Vanillekipferl, Lebkuchen, Spekulatius: Bereits lange vor Weihnachten stapeln sich in den Supermarkt-Regalen wieder die Weihnachtsleckereien. Kekse ohne langwieriges Backen? Ein verlockendes Angebot! Doch industriell hergestellte Süßigkeiten enthalten oft Palmfett. Und das, obwohl beispielsweise Lebkuchen, Kokosbusserl oder Zimtsterne ganz ohne Fett auskommen sollten. Wir wollten es genau wissen und haben bei 208 Kekspackungen in sieben Supermarktketten die Zutatenliste studiert. Unsere Untersuchung zeigt: In jedem dritten Weihnachtsgebäck ist Palmöl enthalten. Warum eigentlich?

Billig und beliebt

Fett gehört wie Zucker, Eier und Mehl neben Zeit und Hingabe zu den wichtigsten Dingen beim Backen. Es sorgt je nach Teigart für die richtige Konsistenz und das nötige Volumen. In traditionellen Rezepten kommt hier oft Butter zum Einsatz. Doch Palmöl besitzt ähnliche Eigenschaften: Es ist hitzestabil, lange haltbar und bei Zimmertemperatur streichfest. Zudem ist das Öl in der Industrie sehr begehrt, da sein Anbau ausgesprochen ertragreich und billig ist. Produzenten setzen Palmöl in durchschnittlich jedem zweiten Lebensmittelprodukt ein. Wir vom VKI warnen schon seit geraumer Zeit vor den negativen Aspekten.

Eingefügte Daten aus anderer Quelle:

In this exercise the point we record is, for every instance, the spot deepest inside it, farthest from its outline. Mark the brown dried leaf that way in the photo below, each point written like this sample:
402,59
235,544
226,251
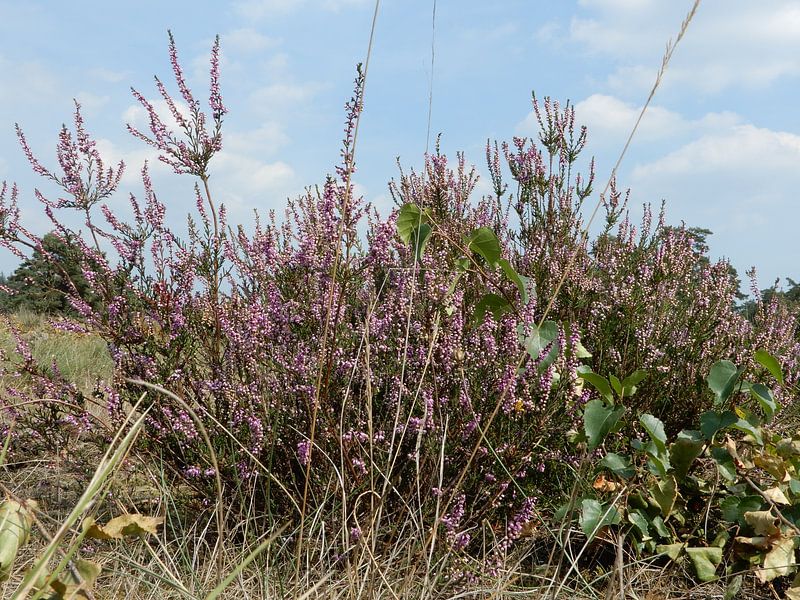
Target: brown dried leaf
601,484
763,522
119,527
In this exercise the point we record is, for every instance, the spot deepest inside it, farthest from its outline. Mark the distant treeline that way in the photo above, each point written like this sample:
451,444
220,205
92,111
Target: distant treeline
40,285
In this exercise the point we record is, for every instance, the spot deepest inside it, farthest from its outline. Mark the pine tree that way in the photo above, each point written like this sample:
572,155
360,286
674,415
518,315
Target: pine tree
43,281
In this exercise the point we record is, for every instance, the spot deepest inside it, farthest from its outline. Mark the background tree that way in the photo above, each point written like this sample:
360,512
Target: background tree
43,281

Ökologisch bedenklich und ungesund

Zum einen gilt Palmöl, das einen hohen Anteil an gesättigten Fettsäuren hat, als ungesund. Denn ein übermäßiger Verzehr von Palmöl, zum Beispiel in Fertiggerichten, kann sich negativ auf die Blutfettwerte und damit auf die Wirkung von Insulin im Körper auswirken. Dadurch erhöht sich das Risiko an Diabetes zu erkranken. Doch Palmöl gilt auch aus einem weiteren Grund als schädlich: Bei seiner Verarbeitung können krebserregende Stoffe entstehen. Bereits im Mai 2016 hat die Europäische Behörde für Lebensmittelsicherheit (EFSA) eine Studie zu Schadstoffen in Pflanzenölen veröffentlicht. Konkret wurden dabei die Schadstoffe 3-MCPD- und Glycidyl-Ester untersucht. 3-MCPD wird als möglicherweise krebserregend eingestuft, Glycidol (das bei der menschlichen Verdauung von Glycidyl-Ester frei wird)  als wahrscheinlich krebserregend.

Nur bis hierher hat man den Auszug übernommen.